Yuming Chu was born in June 3, 1966, Huzhou, Zhejiang, China. He received the B.Sc. degree from the Hangzhou Normal University, Hangzhou, China, in 1988, M.Sc. degree and a Ph.D. degree from the Hunan University, Changsha, China, in 1991 and 1994, respectively. He worked as an Assistant Professor from 1994 to 1996 and as an Associate Professor from 1997 to 2002 at the Department of Mathematics, Hunan Normal University, Changsha, China. Since 2002, he has been a Professor and Dean in the Department of Mathematics at Huzhou Teachers College, Huzhou, China. Dr.
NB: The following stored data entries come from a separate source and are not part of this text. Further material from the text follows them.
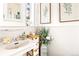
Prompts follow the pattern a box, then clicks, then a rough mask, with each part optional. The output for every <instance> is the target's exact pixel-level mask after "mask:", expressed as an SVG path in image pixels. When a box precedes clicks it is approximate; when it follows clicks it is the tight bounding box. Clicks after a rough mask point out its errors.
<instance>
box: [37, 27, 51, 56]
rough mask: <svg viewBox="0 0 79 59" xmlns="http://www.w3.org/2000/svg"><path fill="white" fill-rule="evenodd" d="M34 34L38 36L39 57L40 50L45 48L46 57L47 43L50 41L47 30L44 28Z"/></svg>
mask: <svg viewBox="0 0 79 59" xmlns="http://www.w3.org/2000/svg"><path fill="white" fill-rule="evenodd" d="M36 34H38V35H39V39H40V40H39V55H40V56H41V55H42V54H41V53H42V48H43V47H44V46H45V51H46V52H44V53H45V55H47V46H48V42H49V41H50V36H49V29H46V28H45V27H44V28H42V29H41V30H39V31H38V32H36Z"/></svg>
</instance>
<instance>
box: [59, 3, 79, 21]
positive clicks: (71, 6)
mask: <svg viewBox="0 0 79 59" xmlns="http://www.w3.org/2000/svg"><path fill="white" fill-rule="evenodd" d="M59 21H60V22H73V21H79V4H78V3H59Z"/></svg>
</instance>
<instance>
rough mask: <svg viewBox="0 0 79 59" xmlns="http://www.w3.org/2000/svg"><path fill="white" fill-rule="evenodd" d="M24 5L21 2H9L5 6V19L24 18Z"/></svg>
mask: <svg viewBox="0 0 79 59" xmlns="http://www.w3.org/2000/svg"><path fill="white" fill-rule="evenodd" d="M21 9H22V5H21V4H20V3H7V4H4V6H3V13H4V18H5V20H8V21H21V19H22V17H21V16H22V10H21Z"/></svg>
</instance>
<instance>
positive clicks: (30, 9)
mask: <svg viewBox="0 0 79 59" xmlns="http://www.w3.org/2000/svg"><path fill="white" fill-rule="evenodd" d="M30 12H31V4H30V3H25V19H26V25H27V26H29V25H30Z"/></svg>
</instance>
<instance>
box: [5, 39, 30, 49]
mask: <svg viewBox="0 0 79 59" xmlns="http://www.w3.org/2000/svg"><path fill="white" fill-rule="evenodd" d="M28 43H29V40H20V41H16V42H12V43H10V44H5V45H4V48H5V49H16V48H19V47H22V46H24V45H27V44H28Z"/></svg>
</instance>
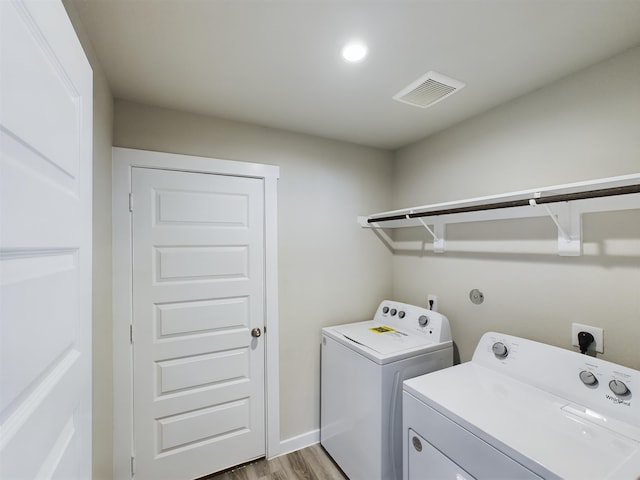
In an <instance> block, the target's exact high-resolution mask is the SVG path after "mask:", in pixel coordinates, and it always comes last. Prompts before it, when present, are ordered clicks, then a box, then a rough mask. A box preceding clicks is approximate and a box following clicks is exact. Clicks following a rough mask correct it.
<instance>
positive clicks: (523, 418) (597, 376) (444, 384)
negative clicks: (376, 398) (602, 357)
mask: <svg viewBox="0 0 640 480" xmlns="http://www.w3.org/2000/svg"><path fill="white" fill-rule="evenodd" d="M639 395H640V372H639V371H637V370H633V369H630V368H626V367H623V366H621V365H616V364H613V363H610V362H606V361H604V360H600V359H598V358H593V357H590V356H587V355H581V354H579V353H577V352H572V351H569V350H565V349H561V348H558V347H553V346H550V345H545V344H542V343H537V342H533V341H530V340H526V339H523V338H518V337H513V336H510V335H505V334H500V333H495V332H489V333H486V334H485V335H483V337H482V338H481V339H480V342H479V343H478V346H477V348H476V350H475V353H474V355H473V359H472V360H471V361H470V362H466V363H464V364H461V365H456V366H455V367H452V368H448V369H446V370H443V371H440V372H435V373H430V374H428V375H423V376H420V377H417V378H413V379H410V380H407V381H406V382H405V383H404V393H403V409H404V410H403V414H404V417H403V433H404V438H403V443H404V461H405V463H404V467H405V470H404V479H405V480H427V479H445V478H450V479H457V480H472V479H478V480H480V479H491V480H499V479H505V480H506V479H508V480H516V479H540V478H544V479H594V480H595V479H611V480H614V479H615V480H627V479H629V480H631V479H633V480H636V479H638V478H640V398H637V397H639Z"/></svg>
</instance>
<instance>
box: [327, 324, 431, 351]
mask: <svg viewBox="0 0 640 480" xmlns="http://www.w3.org/2000/svg"><path fill="white" fill-rule="evenodd" d="M333 330H334V331H335V332H337V333H339V334H340V335H342V336H344V337H346V338H347V339H349V340H351V341H352V342H355V343H357V344H359V345H364V346H365V347H367V348H370V349H371V350H373V351H375V352H378V353H379V354H381V355H391V354H394V353H398V352H402V351H405V350H409V349H415V348H419V347H424V346H425V345H430V344H432V343H433V342H431V341H429V340H428V339H426V338H425V336H424V335H418V334H415V333H412V332H410V331H405V330H401V329H398V328H397V326H394V325H390V324H383V323H380V322H373V321H372V322H359V323H351V324H347V325H340V326H338V327H334V328H333Z"/></svg>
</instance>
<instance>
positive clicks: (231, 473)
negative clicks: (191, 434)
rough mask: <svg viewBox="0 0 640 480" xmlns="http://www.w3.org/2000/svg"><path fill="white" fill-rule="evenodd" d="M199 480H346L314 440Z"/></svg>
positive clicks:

Chu’s current research interests include robust filtering and control, special function, quasiconformal mapping and complex dynamic systems
Yongmin Li received his B.S. in Mathematics from Shaanxi Normal University, M.S in Operational Research and Cybernetics from Guizhou University and Ph.D. in Control Theory and Control Engineering from Nanjing University of Science and Technology, in 1992, 2002 and 2008 respectively. He is currently an associate professor of School of Science, Huzhou Teachers College, Huzhou, China. His current research interest includes robust control, anti-windup compensator design and time-delay systems.